How I Built My Jewish Charity Database
Last summer, I hit upon a way to measure Jewish institutional power: Using data from the IRS, I would gather financial information on every single Jewish organization that files a tax return.
My first story based on that project is printed in this issue of the Forward. This addendum, which is only for readers with a high tolerance for boring data stuff, describes how I built my database.
I started with two files, posted online by the IRS last spring, that contained data from all tax returns filed by tax-exempt groups in the 2012 calendar year. The IRS posted one set of data extracted from Form 990s, which are filed by larger tax-exempt groups, and another from Form 990-EZs, which are filed by smaller groups. I chose not to include a third dataset extracted from Form 990-PFs, which are filed by private foundations, as those groups are generally harder to classify as Jewish or not-Jewish.
The Form 990s and Form 990-EZs ask different questions, and the datasets provided by the IRS were structured differently. I mapped the two datasets onto each other so that they could be considered together. Then, using another dataset from the IRS — the Exempt Organizations Business Master File Extract, which includes information like names and addresses on all tax-exempt groups registered with the IRS — I searched for Jewish organizations.
I used a number of different methods to find these Jewish groups. I selected 151 different search terms to sort through the names of all tax-exempt groups, then searched for organizations that shared addresses with 50 large Jewish federations and national Jewish organizations. I also searched for groups that identified themselves as Jewish using the IRS’s own classification system, the National Taxonomy of Exempt Entities. That classification system was only marginally useful, as the vast majority of groups that it identifies as Jewish are religious organizations, which don’t file Form 990s.
Next I weeded out the false positives. My search terms returned many groups that didn’t belong — for instance, the search term “Hebron” returned not-for-profits located in the village of Hebron in Licking County, Ohio. I also excluded from my results hospitals with Jewish names and histories, such as Mount Sinai Hospital in New York, under the rationale that they were too tenuously connected to the Jewish community at this stage to be claimed as Jewish. I included Jewish nursing homes and health care networks with Jewish names in the final database.
Many groups had filed more than one Form 990 or Form 990-EZ in the 2012 calendar year. I included only the latest filing by each group in my final database.
I then sorted the groups into categories, using a mix of keywords and hand-sorting. Categorization decisions were based on the group’s name, on prior knowledge of the group and, in a few cases, on examinations of the group’s website or Form 990.

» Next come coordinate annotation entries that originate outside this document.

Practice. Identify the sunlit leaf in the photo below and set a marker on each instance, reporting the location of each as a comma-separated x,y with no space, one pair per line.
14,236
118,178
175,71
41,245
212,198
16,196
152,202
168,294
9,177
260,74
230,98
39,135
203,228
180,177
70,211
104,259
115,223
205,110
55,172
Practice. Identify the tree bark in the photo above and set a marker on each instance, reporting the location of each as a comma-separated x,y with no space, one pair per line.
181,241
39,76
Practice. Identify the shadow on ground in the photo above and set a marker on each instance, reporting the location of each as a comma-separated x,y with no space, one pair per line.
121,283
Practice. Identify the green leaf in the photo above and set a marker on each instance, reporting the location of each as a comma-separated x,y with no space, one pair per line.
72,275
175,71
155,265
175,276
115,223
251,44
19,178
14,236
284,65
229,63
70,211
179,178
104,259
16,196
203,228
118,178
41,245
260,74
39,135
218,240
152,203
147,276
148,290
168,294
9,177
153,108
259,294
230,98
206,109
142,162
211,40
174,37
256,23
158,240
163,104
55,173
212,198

Finally, the Forward purchased from the charity information service GuideStar a number of data points that the IRS had not included in its free datasets.
The final database that I have used to write these stories has a number of inherent problems. The largest, which is discussed at length in my first story, is that religious groups aren’t required to file Form 990s. My database consequently misses thousands of Jewish organizations. I also have no way of knowing how many actual filers my search technique missed. Another issue arises from the fact that the IRS database included all filers in a given calendar year, while the groups were actually filing for fiscal years. That means that our database reflects a mix of fiscal years, many of which don’t overlap.

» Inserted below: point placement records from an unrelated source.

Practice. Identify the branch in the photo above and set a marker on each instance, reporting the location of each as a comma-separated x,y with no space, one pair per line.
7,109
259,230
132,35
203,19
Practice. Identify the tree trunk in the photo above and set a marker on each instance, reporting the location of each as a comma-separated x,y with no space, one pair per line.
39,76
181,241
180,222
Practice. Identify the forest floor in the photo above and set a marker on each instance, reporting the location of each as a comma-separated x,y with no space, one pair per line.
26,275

The grouping of organizations into broad categories, while done as carefully as possible, is necessarily a rough estimate, due to the complexity of some groups and to a lack of information about others.
And finally, many groups in the network likely make grants to each other. That means that some dollars are counted twice when we calculate figures like total revenue and total expenditures for the entire network. I have attempted to account for that in my analysis by discounting from the total revenue, in places, the amount that the communal grant-making groups in the network gave to other organizations within the United States.